It's also important to know when to replace vs. repair. "A good rule of thumb is to consult your tire dealer on all repairs. Tire punctures aren't always straight, so pressing a plug straight into the tire could cause additional damage," says Porterfield. "If a tire is running low on tread, but is still holding air and is structurally sound, it may be a good candidate for retreading. The important thing to remember, however, is to pull that tire off with about 15% of the tread remaining. If it goes much further than that, and any of the under-tread compound is exposed, it's too late."
"Ultimately, successful implementation of a tire management program takes buy-in from both the fleet manager and the operators," says Porterfield. "It's important for the fleet manager to train the operators to use the equipment within its limits and to report any changes in inflation pressure or job site conditions that could lead to potential problems."

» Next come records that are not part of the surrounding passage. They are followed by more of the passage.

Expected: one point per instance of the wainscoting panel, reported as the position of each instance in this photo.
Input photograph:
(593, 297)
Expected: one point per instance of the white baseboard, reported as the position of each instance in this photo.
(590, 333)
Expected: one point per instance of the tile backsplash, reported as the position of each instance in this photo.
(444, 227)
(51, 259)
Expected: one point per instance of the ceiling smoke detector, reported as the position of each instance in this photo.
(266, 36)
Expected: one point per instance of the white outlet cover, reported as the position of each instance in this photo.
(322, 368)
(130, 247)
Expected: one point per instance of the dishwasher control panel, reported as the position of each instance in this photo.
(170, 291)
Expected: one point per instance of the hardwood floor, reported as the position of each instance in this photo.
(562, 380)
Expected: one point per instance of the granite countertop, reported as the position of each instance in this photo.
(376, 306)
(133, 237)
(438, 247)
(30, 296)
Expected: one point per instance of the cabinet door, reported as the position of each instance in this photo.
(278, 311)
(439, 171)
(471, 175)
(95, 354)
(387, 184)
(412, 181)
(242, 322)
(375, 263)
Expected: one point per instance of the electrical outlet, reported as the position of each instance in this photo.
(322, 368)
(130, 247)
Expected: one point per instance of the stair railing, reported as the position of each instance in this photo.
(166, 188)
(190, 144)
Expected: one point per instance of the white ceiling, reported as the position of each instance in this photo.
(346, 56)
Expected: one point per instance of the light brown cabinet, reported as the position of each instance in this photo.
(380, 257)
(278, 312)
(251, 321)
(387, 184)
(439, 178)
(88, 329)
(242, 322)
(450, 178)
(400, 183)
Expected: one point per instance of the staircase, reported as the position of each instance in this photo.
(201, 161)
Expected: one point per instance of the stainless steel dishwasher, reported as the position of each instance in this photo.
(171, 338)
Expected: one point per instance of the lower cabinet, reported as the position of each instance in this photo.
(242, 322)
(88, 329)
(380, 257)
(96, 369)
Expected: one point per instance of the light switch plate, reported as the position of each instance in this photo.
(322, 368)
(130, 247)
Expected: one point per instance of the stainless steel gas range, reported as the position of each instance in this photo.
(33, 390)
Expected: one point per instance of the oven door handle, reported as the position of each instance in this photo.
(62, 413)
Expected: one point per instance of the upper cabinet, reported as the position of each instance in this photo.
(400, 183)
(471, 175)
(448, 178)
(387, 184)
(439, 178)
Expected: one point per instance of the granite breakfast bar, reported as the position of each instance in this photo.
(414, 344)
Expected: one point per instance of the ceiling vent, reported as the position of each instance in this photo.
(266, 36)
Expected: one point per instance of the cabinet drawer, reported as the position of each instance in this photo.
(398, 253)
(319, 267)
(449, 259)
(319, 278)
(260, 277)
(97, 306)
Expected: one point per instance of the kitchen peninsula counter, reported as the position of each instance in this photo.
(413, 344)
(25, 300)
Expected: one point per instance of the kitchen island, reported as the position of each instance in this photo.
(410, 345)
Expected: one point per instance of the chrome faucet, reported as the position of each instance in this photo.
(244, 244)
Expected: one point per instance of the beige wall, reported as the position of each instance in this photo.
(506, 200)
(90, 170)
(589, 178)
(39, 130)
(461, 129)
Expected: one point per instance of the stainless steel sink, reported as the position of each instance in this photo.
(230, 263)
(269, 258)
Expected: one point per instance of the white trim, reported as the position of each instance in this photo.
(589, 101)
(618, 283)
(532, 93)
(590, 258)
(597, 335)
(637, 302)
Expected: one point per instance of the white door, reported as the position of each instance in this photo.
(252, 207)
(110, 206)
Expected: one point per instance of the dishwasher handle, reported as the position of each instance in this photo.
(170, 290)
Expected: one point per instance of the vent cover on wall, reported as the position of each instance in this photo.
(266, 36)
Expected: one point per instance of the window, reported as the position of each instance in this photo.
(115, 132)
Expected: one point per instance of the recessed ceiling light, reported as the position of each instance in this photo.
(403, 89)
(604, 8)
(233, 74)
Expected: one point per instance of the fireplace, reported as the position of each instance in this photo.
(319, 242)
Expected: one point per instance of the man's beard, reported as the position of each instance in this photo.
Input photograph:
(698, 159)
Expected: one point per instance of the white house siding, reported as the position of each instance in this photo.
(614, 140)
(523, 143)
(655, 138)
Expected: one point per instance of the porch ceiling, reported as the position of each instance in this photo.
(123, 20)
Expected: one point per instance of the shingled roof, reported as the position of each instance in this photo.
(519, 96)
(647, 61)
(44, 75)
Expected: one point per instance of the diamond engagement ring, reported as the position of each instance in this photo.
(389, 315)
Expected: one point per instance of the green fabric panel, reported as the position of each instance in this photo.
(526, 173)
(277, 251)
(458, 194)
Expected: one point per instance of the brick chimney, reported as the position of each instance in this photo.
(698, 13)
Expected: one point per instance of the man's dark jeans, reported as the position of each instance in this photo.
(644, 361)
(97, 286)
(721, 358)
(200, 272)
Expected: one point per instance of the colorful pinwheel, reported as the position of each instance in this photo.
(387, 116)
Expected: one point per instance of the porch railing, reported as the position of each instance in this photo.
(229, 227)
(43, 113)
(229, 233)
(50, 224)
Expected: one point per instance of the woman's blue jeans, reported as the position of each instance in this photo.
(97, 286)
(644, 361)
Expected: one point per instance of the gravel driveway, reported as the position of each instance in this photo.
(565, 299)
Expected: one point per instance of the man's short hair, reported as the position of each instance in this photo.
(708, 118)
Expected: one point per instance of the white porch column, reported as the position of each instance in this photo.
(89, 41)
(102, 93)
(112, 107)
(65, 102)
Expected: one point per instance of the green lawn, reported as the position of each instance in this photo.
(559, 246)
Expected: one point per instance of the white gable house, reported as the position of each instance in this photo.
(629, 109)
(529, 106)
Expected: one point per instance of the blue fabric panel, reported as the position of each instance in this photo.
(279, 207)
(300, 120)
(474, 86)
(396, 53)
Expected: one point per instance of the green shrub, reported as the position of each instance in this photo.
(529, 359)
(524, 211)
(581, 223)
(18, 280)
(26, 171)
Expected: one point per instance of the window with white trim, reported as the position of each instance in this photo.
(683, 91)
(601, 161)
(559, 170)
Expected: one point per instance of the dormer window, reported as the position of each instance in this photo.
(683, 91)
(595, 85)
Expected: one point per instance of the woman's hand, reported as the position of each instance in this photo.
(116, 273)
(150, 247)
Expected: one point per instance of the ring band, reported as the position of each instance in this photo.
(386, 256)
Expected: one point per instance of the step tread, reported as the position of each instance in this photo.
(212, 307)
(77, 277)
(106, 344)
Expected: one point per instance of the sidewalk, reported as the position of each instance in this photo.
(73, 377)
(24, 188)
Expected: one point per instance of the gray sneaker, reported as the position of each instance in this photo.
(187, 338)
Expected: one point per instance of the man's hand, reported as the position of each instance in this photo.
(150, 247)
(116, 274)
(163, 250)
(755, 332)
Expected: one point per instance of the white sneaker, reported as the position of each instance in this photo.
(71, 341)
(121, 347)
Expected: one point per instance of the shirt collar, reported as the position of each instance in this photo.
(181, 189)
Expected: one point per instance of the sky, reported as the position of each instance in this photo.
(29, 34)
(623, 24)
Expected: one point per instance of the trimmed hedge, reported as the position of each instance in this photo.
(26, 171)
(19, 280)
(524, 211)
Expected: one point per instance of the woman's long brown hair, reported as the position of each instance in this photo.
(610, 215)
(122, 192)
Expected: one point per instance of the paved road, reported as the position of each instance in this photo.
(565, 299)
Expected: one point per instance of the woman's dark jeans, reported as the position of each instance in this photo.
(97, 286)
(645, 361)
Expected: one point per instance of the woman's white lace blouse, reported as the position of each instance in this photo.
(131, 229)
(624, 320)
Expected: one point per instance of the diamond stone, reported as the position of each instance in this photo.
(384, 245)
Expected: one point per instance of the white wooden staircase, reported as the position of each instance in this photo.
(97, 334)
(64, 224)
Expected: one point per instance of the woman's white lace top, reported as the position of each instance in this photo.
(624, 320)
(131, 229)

Ongoing consultation from the tire dealer is also essential to a successful long-term program. "It's important to consult with the tire dealer as changes occur that could potentially affect the tire management program," says Porterfield. "As an operation expands, haul distances, speeds, loads, site conditions, cycle times and equipment configurations can all change. Each of these factors necessitates a change to the tire management program. As such, the fleet manager should work closely with his or her tire dealer for recommendations whenever major changes occur."
As a regional OTR tire manager for Titan Tire Corporation, Bill Porterfield has spent 38 years in the tire industry, helping tire dealers implement tire management programs for their customers in the construction, aggregate and mining industries.